In AD6:035 Costell, responding to Tess who had said
> I also believe the material used in the
>Alfa synchros is the same as or similar to that used in the older Porsche
>(pushrod-type cars, pre-911) transmissions, which required rebuilding
>periodically.
added
"A knowledgeable Alfista once told me that the Alfa synchro design is
actually a Porsche design.  Apparently, Porsche uses the same type of
synchros."

Also in 6:035 Tom Sahines remarked 
"When Alfa first designed the transmission (a design licensed from Porsche
the story I heard was that the trans design was a swap for the Alfin drum
brake design)it was a 4 speed design. When the 5th gear was added there was
a significant increase in the rotating mass. This increase is what lead to
the premature failure of the syncro rings. I never had this problem with
the 4 speed trany."

I once heard (but cannot confirm) that 'Alfin' was a patented/copyrighted
design and/or process quite distinct from Alfa's design.
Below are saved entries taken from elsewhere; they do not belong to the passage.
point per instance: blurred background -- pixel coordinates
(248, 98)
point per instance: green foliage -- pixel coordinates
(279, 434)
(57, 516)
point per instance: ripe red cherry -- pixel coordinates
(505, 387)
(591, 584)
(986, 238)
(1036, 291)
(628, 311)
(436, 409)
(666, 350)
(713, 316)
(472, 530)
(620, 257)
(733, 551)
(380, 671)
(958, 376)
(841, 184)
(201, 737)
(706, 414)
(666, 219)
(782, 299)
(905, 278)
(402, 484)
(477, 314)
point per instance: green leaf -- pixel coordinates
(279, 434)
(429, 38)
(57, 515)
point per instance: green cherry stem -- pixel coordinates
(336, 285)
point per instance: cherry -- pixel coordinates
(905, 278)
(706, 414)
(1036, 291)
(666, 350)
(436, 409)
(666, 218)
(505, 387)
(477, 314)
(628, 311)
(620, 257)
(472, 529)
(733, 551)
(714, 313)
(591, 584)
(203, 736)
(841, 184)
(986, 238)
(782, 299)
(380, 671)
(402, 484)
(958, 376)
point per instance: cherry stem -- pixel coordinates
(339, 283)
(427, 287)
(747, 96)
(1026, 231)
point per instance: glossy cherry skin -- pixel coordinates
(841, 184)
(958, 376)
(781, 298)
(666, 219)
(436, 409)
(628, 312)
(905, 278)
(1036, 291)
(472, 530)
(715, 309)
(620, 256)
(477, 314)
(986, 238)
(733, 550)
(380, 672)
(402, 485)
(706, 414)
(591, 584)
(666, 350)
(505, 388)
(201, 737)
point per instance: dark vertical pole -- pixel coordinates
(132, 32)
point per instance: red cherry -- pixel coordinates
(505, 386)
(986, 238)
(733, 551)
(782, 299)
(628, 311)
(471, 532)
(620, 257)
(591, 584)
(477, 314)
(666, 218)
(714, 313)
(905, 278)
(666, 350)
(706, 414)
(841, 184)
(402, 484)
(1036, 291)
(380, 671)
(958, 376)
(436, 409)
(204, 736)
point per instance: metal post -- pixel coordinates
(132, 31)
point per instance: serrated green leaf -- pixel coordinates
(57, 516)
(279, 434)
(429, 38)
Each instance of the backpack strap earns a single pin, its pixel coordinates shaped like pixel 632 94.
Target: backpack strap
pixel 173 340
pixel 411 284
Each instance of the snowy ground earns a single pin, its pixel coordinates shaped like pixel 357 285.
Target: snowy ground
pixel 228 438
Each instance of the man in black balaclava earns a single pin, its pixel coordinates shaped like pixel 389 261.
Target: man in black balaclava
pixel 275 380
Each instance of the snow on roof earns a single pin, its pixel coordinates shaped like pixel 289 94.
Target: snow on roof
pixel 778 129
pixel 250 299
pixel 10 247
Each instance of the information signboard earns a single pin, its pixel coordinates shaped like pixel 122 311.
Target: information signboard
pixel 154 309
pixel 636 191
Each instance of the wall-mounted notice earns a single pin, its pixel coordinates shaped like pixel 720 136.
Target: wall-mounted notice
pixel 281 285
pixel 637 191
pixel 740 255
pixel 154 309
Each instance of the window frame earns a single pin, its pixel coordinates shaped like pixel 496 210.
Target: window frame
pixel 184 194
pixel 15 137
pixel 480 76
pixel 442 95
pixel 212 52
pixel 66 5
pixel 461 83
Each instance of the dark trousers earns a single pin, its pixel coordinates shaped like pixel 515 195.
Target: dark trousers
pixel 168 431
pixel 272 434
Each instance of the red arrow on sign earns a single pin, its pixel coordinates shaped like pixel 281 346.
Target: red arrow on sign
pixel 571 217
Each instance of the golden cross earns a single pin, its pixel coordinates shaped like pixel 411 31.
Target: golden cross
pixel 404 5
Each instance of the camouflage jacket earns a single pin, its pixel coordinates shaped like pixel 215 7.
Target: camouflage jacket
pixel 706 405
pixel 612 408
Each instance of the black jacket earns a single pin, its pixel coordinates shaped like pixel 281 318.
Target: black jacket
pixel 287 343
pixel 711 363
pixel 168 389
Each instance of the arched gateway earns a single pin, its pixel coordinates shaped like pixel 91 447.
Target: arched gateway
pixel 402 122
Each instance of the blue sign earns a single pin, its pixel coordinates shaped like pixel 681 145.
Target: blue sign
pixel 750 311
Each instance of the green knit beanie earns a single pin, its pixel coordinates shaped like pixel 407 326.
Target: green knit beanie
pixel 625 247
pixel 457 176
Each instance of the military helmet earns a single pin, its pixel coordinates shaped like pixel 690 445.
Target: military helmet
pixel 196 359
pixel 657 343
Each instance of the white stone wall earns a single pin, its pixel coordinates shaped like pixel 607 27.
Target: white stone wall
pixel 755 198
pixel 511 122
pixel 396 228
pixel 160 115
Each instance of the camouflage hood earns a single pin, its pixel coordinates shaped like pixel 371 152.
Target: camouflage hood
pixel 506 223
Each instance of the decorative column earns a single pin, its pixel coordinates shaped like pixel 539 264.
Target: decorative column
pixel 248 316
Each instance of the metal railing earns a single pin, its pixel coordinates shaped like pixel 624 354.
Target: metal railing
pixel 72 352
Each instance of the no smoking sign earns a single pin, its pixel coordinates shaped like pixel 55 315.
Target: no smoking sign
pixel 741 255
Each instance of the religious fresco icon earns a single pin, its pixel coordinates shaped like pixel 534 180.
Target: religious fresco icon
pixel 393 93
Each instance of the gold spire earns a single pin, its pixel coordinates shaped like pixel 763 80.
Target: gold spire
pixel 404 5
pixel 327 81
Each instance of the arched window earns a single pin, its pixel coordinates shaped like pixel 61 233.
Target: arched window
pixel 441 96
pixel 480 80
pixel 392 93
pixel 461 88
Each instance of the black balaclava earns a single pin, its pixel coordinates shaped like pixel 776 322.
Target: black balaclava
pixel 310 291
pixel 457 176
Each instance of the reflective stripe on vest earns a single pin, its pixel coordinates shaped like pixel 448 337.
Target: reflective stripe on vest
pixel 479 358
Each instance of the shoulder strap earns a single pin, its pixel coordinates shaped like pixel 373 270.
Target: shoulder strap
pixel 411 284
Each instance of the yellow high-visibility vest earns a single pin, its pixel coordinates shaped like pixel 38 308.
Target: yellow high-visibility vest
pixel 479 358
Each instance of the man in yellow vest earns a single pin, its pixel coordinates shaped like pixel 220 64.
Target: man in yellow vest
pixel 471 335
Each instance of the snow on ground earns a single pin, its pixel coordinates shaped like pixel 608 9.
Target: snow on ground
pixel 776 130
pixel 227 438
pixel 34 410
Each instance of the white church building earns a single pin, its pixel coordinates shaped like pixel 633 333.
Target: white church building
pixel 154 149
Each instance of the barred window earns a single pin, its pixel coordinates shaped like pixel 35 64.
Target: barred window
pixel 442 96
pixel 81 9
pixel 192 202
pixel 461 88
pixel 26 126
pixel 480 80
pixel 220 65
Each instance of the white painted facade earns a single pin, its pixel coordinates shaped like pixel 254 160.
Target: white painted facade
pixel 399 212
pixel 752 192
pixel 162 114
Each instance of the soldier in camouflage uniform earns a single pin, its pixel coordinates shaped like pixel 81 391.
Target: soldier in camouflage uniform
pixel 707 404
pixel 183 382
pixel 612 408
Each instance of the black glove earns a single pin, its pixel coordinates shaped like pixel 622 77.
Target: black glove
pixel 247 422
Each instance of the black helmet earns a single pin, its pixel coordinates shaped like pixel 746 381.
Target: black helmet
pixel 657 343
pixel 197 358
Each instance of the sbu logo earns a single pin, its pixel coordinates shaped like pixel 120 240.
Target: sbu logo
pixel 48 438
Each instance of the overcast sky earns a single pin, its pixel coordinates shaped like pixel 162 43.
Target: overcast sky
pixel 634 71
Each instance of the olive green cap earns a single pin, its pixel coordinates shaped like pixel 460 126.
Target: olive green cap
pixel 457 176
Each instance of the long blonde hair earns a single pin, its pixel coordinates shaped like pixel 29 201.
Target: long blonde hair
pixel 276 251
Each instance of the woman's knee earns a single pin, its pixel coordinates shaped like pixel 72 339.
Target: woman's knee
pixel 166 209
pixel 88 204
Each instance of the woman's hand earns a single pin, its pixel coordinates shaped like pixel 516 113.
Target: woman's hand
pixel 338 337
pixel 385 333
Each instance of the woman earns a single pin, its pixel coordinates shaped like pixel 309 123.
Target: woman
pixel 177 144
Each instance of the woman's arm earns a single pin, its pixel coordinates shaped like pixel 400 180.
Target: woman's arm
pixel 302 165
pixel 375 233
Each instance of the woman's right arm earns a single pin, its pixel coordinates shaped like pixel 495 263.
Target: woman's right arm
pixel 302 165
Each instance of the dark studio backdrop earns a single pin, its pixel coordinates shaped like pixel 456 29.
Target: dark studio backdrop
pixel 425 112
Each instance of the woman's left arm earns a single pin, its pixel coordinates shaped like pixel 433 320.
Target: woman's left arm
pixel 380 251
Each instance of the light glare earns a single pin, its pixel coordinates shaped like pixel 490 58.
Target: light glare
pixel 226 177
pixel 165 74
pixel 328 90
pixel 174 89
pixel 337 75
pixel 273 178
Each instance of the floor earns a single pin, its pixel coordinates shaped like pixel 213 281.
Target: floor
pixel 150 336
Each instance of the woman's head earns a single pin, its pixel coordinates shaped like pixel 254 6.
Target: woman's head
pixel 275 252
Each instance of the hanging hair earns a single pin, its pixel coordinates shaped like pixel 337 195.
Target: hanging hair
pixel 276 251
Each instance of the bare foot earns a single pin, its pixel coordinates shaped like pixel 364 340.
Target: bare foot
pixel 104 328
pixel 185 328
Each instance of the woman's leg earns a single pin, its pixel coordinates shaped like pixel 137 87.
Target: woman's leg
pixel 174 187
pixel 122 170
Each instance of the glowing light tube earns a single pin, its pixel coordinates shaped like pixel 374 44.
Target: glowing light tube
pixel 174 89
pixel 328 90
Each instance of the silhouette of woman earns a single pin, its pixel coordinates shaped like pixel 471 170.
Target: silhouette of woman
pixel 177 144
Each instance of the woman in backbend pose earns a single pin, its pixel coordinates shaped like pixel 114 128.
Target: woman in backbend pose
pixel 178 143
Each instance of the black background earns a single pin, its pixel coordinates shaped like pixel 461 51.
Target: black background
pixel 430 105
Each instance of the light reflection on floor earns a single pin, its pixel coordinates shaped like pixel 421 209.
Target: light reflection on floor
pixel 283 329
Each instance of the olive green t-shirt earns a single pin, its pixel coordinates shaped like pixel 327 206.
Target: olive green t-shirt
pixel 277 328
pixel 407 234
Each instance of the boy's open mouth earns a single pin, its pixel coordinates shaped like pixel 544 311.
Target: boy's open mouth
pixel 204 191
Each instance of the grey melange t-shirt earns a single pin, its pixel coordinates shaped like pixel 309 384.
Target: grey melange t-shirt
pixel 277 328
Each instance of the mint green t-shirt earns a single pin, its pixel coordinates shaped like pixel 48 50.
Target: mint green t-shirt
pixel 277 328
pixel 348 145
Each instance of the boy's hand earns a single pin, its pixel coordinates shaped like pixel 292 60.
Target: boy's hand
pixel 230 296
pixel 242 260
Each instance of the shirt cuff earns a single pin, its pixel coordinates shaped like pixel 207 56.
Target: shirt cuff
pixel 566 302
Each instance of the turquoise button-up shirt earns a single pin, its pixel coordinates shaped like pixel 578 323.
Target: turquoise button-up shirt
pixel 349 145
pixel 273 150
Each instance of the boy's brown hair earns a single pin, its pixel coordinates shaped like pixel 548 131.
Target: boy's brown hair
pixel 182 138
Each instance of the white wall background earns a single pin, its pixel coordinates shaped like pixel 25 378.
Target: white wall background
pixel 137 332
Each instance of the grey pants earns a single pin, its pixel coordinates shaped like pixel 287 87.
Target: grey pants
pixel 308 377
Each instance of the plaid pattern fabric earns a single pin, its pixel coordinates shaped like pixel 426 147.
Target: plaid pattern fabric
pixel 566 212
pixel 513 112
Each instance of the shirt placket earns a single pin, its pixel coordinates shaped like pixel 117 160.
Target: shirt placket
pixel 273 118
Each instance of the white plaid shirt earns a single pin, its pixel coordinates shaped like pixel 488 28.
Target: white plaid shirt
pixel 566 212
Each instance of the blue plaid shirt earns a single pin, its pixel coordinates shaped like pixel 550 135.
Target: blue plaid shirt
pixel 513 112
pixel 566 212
Anybody know? I also
would doubt that Italy was appreciably ahead of Germany in metalurgy and the
technological uses thereof at that time, if ever. Questions of taste, perhaps,
and of many other things, certainly, but not that. But there is a more direct
explanation for the Porsche-type gearbox which came in with the 101 and 102
cars.

In the thumbnail biographies at the end of Fusi, right after the one on Orazio
Satta Puliga, is one of Rodolfo Hruska, headed "Sovraintendente Progettazioni
e Sperimentazioni di tutti i prodotti Alfa Nord, Alfa Sud, Autodelta,
Pomigliano, Spica".

Per Fusi Rudolph Hruska, born and educated in Vienna, went to work for Porsche
in 1938 on vehicle design, Volkswagon production, and the Tiger tank. Postwar,
still at Porsche but commuting between 'Stoccarda' and Turin, he designed the
Cisitalia Grand Prix car, and in 1951 was working at Alfa as a consulting
engineer from Finmeccanica, in 1954 becoming Technical Manager of Alfa Romeo
in charge of the Design and Production departments. In 1959 he quits Alfa to
participate concurrently in running SIMCA in Paris and FIAT in Turin (Boo!
Hiss!), returning to Alfa in 1967 to do the Alfasud, moving back north to
Milan later to do the transaxle cars.

There is much more on Hruska in Grif Borgeson's "The Alfa Romeo Tradition". I
can't attribute specific design features (or faults) to him, but he was a
major player in engineering and technology at Porsche from 1938 to 1950, and a
very major player at Alfa from 1951 through the transaxle era, so one
shouldn't need to stretch very far to explain similarities of certain details
of post-Satta Alfas to late prewar and early postwar German engineering. The
750 Giulietta was pure Satta; the 101 can reasonably be thought of as largely
Hruska's refinement of Satta's jewel.